According to LifeWay Research, the research arm of LifeWay Christian Resources of the Southern Baptist Convention, 38 percent of all surveyed Americans said they strongly agree with that statement and 14 percent said they somewhat agree. Meanwhile, 25 percent strongly disagree with churches losing their tax-exempt status and 17 percent somewhat disagree.
Results from the survey, conducted in June 2008 on more than 1,200 adults, were released days before pastors across the country are scheduled to preach from their pulpits this coming Sunday about the moral qualifications of candidates seeking political office.
"Pulpit Freedom Sunday" on Sept. 28 is part of the Alliance Defense Fund's Pulpit Initiative. The purpose of the initiative is not to get politics into the pulpit, the ADF insists, but to "get the government out of the pulpit."
"Churches can decide for themselves that they either do or don't want their pastors to speak about electoral candidates," the ADF, a legal alliance of Christian attorneys, said in a statement. "The point of the Pulpit Initiative is very simple: the IRS should not be the one making the decision by threatening to revoke a church's tax-exempt status."
Congress made it illegal in 1954 for tax-exempt groups to intervene in a political campaign. The ADF opposes the restriction, claiming that "pastors are muzzled for fear of investigation by the IRS" and are forced to choose between participating in political campaigns and accepting tax-deductible donations.
Dozens of clergy, however, are against ADF's efforts and some participated in their own initiative last Sunday, preaching on the value of the separation of church and state.
While Americans have overwhelmingly expressed their dislike of politics in the pulpit, according to LifeWay Research, a significant minority did not express a firm support for the government stripping churches of their tax exemption in the case of a political endorsement.
"Americans don't want churches in politics but they are not as certain they want the government in the churches," said Ed Stetzer, director of LifeWay Research.
Those who are older, not from the South, or married are more likely to agree with churches losing their tax-exempt status if they endorse candidates.

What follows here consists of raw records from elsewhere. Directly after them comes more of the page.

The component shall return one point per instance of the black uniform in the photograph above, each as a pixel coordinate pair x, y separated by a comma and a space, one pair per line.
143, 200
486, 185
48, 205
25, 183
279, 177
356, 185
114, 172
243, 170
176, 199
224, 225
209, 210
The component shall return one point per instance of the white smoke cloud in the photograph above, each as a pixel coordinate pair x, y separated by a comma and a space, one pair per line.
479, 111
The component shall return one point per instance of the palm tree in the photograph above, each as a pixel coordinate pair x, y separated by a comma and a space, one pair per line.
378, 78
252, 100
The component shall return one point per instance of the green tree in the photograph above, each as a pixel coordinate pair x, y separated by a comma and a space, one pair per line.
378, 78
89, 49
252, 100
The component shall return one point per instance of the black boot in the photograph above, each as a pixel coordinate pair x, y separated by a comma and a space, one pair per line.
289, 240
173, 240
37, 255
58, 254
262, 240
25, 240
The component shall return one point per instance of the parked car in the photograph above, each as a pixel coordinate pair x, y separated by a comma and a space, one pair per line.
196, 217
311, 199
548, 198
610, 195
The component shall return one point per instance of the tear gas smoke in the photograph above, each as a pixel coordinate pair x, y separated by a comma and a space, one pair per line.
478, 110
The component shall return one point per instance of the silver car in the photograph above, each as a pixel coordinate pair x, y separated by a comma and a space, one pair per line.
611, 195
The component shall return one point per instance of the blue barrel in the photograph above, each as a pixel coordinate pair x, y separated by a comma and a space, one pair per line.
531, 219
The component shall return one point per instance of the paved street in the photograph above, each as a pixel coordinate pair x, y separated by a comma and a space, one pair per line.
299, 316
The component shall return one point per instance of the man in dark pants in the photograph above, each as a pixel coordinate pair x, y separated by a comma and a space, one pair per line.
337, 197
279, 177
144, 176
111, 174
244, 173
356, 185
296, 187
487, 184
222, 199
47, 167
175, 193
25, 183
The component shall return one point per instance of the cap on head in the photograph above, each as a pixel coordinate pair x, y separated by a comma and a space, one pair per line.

Meanwhile, born-again, evangelical or fundamentalist Protestants (26 percent) are less likely than other Protestants (39 percent) to agree. The born-again believers (62 percent) are also less likely to disagree with churches campaigning for candidates for public office compared to Protestants who do not consider themselves born-again (74 percent).
Overall, most Americans (85 percent) do not believe it is appropriate for churches to use their resources to campaign for candidates for public office and 87 percent disagree with pastors publicly endorsing candidates for office during a church service.
Even when it comes to pastors endorsing candidates outside their church role, 44 percent of Americans disagree with that practice. Personal endorsements by pastors are okay for 54 percent of Americans.